Again, I’m not saying that you justify your morality with religious concepts. I am saying that the things that values you hold as moral have at some stage in history been influenced by religion.
This thread was a case against a common line of thinking in anti-religious arguments. Nobody forced you into joining in this discussion. If you ‘don’t give a hoot’ and feel that the main message of the thread was obvious, you could have just not responded.
It’s not that I don’t “give a hoot” about the thread, it’s that the argument is uninteresting and not compelling. It gives absolutely no creedence to anything relating to any religion or religions. It’s a matter of historical curiosity at best.
But squirrels don’t commit genocide. Also, I’ve seen squirrels play with both dogs and cats, teasing them, so squirrels might be more moral than we know. Don’t they love and protect their young?
Aren’t you presuming that things like “protecting your young” is a moral virtue?
It would be a Christian moral and virtue, but is it a Secular moral? And by what reasoning?
We could debate the morals of critters until the cows come home when we call them by name. But because humans are animals we can safely say animals are moral.

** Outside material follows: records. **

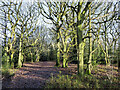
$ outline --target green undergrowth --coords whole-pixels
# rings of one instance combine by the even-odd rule
[[[7,65],[2,65],[2,77],[3,78],[11,78],[15,75],[15,71],[17,69],[10,69]]]
[[[94,75],[80,77],[78,75],[62,75],[61,73],[51,76],[45,88],[118,88],[118,78],[113,78],[112,82],[109,79],[101,79]]]

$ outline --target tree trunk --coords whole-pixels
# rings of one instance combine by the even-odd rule
[[[60,42],[59,42],[59,38],[60,38],[60,35],[59,35],[59,30],[57,31],[57,60],[56,60],[56,65],[57,67],[60,67],[60,50],[59,50],[59,47],[60,47]]]
[[[19,58],[18,58],[18,67],[21,68],[22,66],[22,39],[20,38],[20,44],[19,44]]]
[[[91,74],[91,60],[92,60],[92,35],[91,35],[91,7],[89,8],[89,61],[88,61],[88,74]]]

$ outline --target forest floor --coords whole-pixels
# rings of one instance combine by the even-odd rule
[[[54,65],[53,61],[25,63],[22,68],[15,72],[13,77],[2,80],[2,88],[44,88],[51,74],[57,76],[60,71],[64,75],[77,74],[76,64],[69,64],[68,68],[58,68]],[[98,78],[117,78],[118,67],[98,65],[93,68],[92,74]]]

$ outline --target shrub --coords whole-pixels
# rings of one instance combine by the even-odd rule
[[[46,88],[99,88],[99,84],[98,80],[90,75],[79,77],[59,74],[57,77],[50,78]]]

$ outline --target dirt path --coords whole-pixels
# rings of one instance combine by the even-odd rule
[[[15,76],[11,80],[4,80],[3,88],[43,88],[46,81],[53,75],[68,74],[72,70],[66,70],[68,68],[54,67],[55,62],[38,62],[38,63],[26,63],[20,68]],[[71,66],[72,68],[72,66]],[[69,68],[70,69],[70,68]],[[68,72],[66,72],[68,71]]]

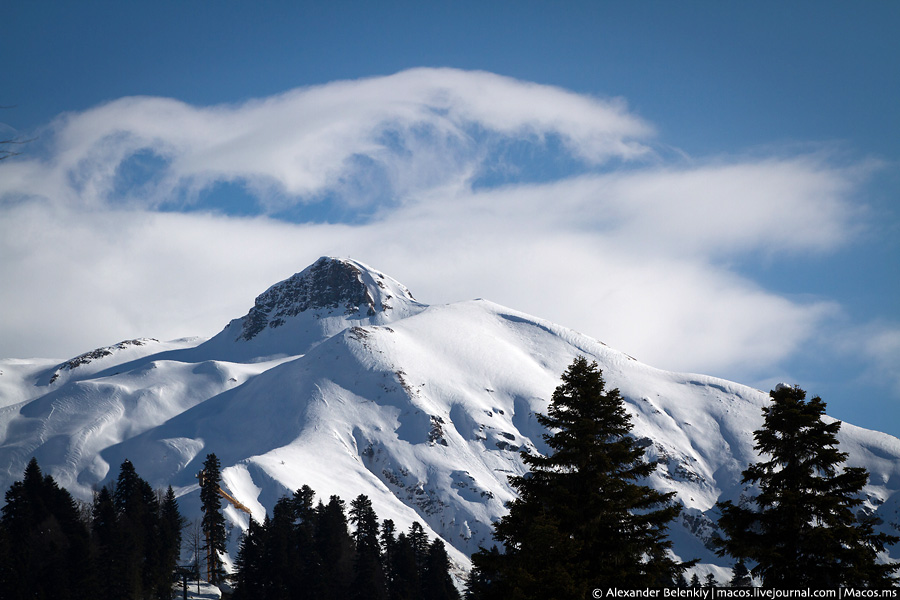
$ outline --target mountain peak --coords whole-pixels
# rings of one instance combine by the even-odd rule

However, it’s clear that the human animal have morals, and only they, of the animal kingdom, commit genocide. So what good is either secular or religious morals?
Thanks St. James. Like clockwork you are faithful to hold my feed to the fire. Luv ya bro …
Reading, writing and making speeches are where humans justify and present as rational their squirrel-like decision making processes. After sales marketing. though once they have done this, they can manage to make other squirrels, I mean humans, do things AGAINST their squirrel-like decision making processes. Like genocide. You need reading and writing and speeches to get genocide going. A squirrel wouldn’t know what the fuck you were talking about and anyway would get bored long before the concentration camp was built and have gone back to chasing its mate about the trunk of an oak.